Facebook's use of AJAX navigation (i.e not reloading the entire page when user clicks on links etc) also reduces this load. This due to not having to re-establish a connection each time a user reloads a page.
So yes, we're actually CPU bound by the accept() behavior (at least to how the JVM does accept()). But would our connection be more permanent in nature then no, we would of course be more I/O bound if not completely.
I'd do some more in depth checks. I find it very hard to believe you're cpu bound within NIO itself.
I do around 1k req/s per cpu and never see load avg above 0.5
>> "re-establish their connection back to the servers each time they receive a message or navigate to another page (or reload the page). This end up taking a big toll on the system. We're to some extent limited to how fast we can perform accept() on our sockets."
I'd expect what you're seeing is the overhead of your system creating new objects initializing requests etc rather than anything low level.
(Mibbit uses keep alive long polling XHR / websocket, using custom app server in Java +NIO)
It turns out that Java synchronizes on accept() capping the number of socket accepts that can made each second on a single port.
But even if that would be solved or if you used something more low-level like, say nginx, you'd still be limited of how fast you can accept().
Try using ApacheBench and hit one server with keep-alive on and off respectively. Even nginx, which I would say is a performant web server, show quite some discrepancies between having to reconnect each time and having a permanent connection.
I file this under the penalty of having to set up and tear down a socket each time.
Something that only can be avoided by doing less reconnecting.
I could of course be wrong but these are the findings from doing performance testing and discussing it on the Netty mailing list. But I'd gladly accept suggestions on how to improve this situation for our service.
I don't need more CPUs.
But can you find a single core machine nova days?
Most of the servers are 16 cores, which in case of evented framework will be heavily underutilized.
> "which in case of evented framework will be heavily underutilized."
I'm not following your logic here. If something doesn't need 16 CPUs, why is splitting it over 16 cores a good idea? You're going to be adding a lot of inefficiency, complexity etc for no gain.

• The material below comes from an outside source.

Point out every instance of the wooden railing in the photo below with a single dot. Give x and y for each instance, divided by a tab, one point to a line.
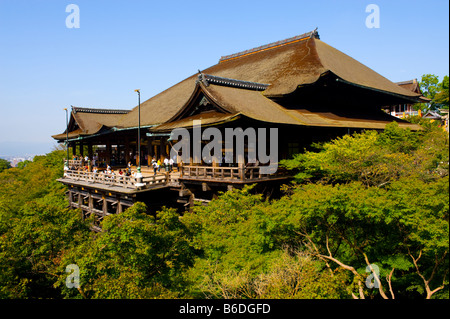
118	180
225	173
75	163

Most of mine are dual or possibly 4 core.
One core for OS stuff, other processes etc, one core to do networking IO for me.
As I say, networking IO shouldn't be using CPU. If you're doing long or blocking jobs, pass it over to some other thread. (That's a far better way to utilize multiple cores than splitting the whole networking IO over multiple cores).

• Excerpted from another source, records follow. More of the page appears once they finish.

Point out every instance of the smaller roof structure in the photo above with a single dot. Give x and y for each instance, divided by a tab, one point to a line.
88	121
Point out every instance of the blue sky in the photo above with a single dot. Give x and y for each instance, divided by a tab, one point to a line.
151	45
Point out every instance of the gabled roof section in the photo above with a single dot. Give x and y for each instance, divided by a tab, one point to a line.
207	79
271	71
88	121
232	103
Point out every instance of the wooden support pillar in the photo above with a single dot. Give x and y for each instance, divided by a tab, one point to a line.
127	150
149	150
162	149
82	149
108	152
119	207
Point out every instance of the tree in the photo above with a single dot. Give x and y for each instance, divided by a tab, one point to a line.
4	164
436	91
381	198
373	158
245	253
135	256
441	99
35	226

What you are suggesting here is exactly what Erlang provides for you. Each connection is a light-weight process inside the VM. The VM then schedules these Erlang processes against native threads. The difference is Erlang has perfected and proven that it can do this reliably over 20 years of development. You would be implementing this by hand, and guaranteed to screw up because its a very hard problem and you are not the smartest person in the world.
Hybrid solutions with Evented I/O and Multi-threading end up being the solution, Erlang is a hybrid out of the box.
I have implemented it. It works well. You don't have to be the smartest person in the world to not screw up elementary programming problems. Mibbit handles a few million users without issue on a few VPSes.
Erlang "doing it for me" isn't going to be anywhere near as efficient as me doing it myself.
I'm probably not the smartest person in the world, but I'm certainly smart enough to write a comet/web server that's fast enough.
I guess I'm not going to convince anyone here shrug. If you believe Erlang is a magic bullet great for you.
Totally agree. Since when did a work queue/thread pool thing become anything beyond intro to systems work?
Furthermore, I don't know where everyone gets off saying erlang is so fast either: I'm not sure where things are now, but last time I checked, their scheduling algorithms were leaving quite a lot on the table, standing to benefit quite substantially from even the most basic operations and logistics knowledge.
How much do you know about Erlang? Because, anybody competent with the tools of distributed systems would know that Erlang is one of the best tools for the job. You could spend a decade, or more, building the base level functionality that comes stock standard in Erlang.
If you're not using the right tools, for the right job, you're incompetent.